By Peter J.Foley, Ed.D. , editor-in-chief
Dr. Nancy Sulla’s recent article in SCLThailand advocates effectively the need for teachers to pave the way for students to drive their own learning. In the author’s words: “the teacher must be able to differentiate instruction such that each student is working on challenging but achievable objectives.”
Coincidentally, as Dr. Sulla’s article appeared in SCLThailand, The Samsung Smart Learning Project was featured in THE NATION ( Monday, November 16, 201). The project, according to staff writer, Pratch Rujivanarom, “has been successfully implemented in Loei to try to encourage students to study what really interests them….” The NATION newspaper article describes how at Phu Kradung Wittayakom School in Loei teachers teach the skills students will need to research and complete projects. The project based model seems to follow at least some of the principles laid down in Professor Sulla article in SCLThailand. It would be very interesting to see if the Samsung supported project in Loei uses the scaffolding methods and essential curriculum tools professor Sulla champions.
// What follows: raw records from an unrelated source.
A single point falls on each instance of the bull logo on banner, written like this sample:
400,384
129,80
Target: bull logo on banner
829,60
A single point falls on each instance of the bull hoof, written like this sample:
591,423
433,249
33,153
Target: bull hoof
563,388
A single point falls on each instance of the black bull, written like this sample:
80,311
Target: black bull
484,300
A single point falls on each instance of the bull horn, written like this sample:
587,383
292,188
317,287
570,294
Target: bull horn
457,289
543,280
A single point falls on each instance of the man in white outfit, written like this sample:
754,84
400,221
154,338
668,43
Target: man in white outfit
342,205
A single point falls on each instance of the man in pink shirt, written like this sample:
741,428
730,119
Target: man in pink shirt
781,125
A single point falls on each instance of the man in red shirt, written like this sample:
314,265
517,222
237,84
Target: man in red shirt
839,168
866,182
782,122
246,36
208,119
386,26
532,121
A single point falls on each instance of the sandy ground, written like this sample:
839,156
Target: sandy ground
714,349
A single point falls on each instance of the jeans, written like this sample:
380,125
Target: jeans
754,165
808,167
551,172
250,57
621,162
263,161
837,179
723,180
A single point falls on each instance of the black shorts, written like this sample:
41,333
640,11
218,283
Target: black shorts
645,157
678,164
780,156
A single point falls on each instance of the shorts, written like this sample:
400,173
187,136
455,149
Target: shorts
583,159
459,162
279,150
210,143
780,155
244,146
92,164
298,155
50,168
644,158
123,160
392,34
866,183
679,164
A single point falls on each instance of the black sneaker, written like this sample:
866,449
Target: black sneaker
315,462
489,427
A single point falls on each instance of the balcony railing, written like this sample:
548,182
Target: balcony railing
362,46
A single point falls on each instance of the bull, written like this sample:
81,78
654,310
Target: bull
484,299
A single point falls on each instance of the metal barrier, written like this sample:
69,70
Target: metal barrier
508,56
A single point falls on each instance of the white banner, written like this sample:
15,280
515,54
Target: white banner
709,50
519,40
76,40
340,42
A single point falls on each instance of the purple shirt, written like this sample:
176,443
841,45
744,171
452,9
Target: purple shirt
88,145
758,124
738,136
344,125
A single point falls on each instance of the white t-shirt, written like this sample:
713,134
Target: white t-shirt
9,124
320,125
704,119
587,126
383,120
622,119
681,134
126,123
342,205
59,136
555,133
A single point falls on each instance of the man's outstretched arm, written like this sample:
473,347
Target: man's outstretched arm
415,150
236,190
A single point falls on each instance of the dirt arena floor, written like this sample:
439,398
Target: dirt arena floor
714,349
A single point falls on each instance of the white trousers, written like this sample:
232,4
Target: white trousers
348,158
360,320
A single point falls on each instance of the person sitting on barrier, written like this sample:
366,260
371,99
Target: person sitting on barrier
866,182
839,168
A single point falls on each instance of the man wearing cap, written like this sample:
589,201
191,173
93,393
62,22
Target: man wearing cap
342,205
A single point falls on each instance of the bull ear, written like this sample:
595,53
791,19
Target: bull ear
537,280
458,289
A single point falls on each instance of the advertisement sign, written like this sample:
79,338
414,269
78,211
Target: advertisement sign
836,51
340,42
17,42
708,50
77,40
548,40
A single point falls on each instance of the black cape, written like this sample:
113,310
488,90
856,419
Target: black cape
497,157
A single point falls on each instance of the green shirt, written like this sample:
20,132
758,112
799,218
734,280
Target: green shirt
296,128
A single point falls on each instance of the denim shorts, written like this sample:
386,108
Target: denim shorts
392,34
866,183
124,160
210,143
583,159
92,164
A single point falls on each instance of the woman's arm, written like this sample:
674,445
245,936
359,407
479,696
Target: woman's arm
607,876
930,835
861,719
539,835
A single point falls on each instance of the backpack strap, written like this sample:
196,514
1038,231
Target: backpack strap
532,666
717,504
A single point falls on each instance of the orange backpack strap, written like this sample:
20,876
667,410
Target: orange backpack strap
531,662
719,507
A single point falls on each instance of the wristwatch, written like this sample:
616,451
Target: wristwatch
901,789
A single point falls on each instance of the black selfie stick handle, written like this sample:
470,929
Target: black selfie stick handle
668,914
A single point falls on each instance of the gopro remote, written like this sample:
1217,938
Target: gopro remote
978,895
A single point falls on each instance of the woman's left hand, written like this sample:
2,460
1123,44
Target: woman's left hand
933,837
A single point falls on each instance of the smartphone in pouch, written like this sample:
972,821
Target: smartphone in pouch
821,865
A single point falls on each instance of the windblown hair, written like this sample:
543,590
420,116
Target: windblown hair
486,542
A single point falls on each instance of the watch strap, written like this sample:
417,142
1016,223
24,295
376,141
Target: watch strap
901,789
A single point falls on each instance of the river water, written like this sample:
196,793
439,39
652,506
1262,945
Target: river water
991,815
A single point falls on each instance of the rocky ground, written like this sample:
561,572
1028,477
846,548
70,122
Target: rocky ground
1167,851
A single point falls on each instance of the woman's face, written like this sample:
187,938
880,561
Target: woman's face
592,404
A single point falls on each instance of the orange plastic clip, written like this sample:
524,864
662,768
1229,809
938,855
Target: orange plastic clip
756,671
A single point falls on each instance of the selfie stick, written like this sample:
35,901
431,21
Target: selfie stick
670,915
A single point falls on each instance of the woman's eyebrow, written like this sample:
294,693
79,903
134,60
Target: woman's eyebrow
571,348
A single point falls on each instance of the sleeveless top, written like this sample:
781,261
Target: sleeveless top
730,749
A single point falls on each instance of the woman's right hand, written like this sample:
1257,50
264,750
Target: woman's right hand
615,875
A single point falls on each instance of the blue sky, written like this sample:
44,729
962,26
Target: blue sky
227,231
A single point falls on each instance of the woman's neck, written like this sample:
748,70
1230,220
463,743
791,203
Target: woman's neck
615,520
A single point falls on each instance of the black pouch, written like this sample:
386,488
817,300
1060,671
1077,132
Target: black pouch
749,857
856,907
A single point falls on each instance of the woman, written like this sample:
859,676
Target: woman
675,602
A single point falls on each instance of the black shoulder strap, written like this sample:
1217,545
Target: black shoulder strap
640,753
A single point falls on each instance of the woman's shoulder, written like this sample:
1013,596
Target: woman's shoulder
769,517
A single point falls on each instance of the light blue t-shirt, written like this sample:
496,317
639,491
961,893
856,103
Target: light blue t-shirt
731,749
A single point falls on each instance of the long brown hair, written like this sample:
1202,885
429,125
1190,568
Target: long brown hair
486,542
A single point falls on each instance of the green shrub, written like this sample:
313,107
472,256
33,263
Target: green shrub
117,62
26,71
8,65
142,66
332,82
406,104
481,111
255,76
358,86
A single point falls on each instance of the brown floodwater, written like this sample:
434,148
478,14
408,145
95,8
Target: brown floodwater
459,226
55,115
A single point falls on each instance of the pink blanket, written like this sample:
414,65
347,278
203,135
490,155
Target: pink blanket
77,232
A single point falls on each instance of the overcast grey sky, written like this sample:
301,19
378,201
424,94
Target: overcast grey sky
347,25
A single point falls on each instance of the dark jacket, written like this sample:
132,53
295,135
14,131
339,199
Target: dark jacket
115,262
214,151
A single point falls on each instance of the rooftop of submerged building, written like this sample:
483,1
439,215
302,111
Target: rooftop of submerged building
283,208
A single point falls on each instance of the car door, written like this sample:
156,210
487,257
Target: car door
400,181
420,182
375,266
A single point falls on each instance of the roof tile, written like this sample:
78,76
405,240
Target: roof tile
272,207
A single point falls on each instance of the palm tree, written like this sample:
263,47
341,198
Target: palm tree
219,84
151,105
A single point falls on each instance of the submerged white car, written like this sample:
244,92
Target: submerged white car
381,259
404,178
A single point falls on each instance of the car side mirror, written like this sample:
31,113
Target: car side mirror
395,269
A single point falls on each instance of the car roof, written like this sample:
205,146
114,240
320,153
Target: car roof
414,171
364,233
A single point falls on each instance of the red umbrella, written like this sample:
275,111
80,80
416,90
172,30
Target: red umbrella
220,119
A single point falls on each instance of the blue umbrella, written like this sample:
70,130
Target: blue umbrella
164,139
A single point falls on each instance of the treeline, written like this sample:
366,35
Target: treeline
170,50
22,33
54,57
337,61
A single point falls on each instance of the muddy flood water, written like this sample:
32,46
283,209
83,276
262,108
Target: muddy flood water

It is the opinion of SCLThailand that without these essential student centered learning components the Loei project will be doomed for failure.
There are also caveats on relying too heavily on technology. As Dr Chanpen Choprapawan, president of the Thailand Research Association for Child and Family Development warned, too much reliance on technology is “not good for students.” Chanpen said that children should learn about the world around them using their five senses—touching, seeing, hearing, smelling and tasting.”
It would be well-worth investing in Dr. Sculla’s books to learn how to maintain a proper , balanced learning program using the full range of student centered learning teaching best practices. Dr. Sulla’s book : Students Taking Charge: Inside the Learner-active Technology–infused Classroom is particularly recommended.